Beiertheim was first mentioned in a document in 1110 as "Burdam" or "Burtan". The name probably comes from "Bur", meaning hut and "tan", meaning retreat or forest and was a hiding place for farmers and shepherds. Another mention is that the name is derived from "Buar", meaning "cattle place." The place was founded by the Count of Hohenberg. Bulach was first mentioned as a mill in a document dated May 18, 1193, as "Bulande". The name is derived either from "Bu", meaning beech trees and "lach", meaning damp, swampy ground or from "bu", meaning cow and "loc", meaning place. Even in the Middle Ages, both villages had a common court and a common Schultheiß.

In the 19th century, a laundry industry developed in the town and lasted until after the Second World War. The village was financially well equipped as it repeatedly sold land to the expanding city of Karlsruhe.
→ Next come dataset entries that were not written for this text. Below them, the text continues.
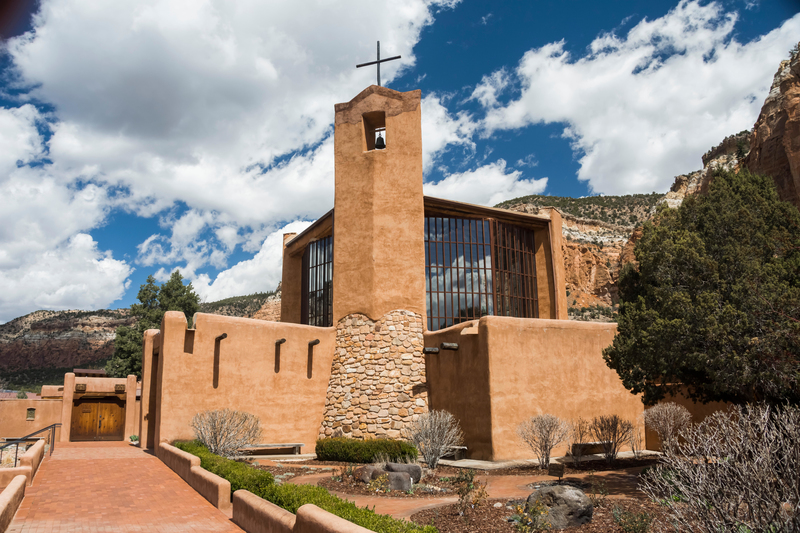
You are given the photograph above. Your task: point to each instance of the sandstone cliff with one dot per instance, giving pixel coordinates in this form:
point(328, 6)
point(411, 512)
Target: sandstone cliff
point(59, 339)
point(776, 135)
The community used to be a lot bigger.

Beiertheim was incorporated into Karlsruhe on January 1, 1907, followed by Bulach on April 1, 1929.

Today there are, among other things, in town the Stephanienbad swimming pool building that was modified to the Paul Gerhardt church, the Hofgut Scheibenhardt estate, as well as the Catholic churches of St. Cyriakus und St. Michael with the Beiertheimer Altar by Hans Wydyz.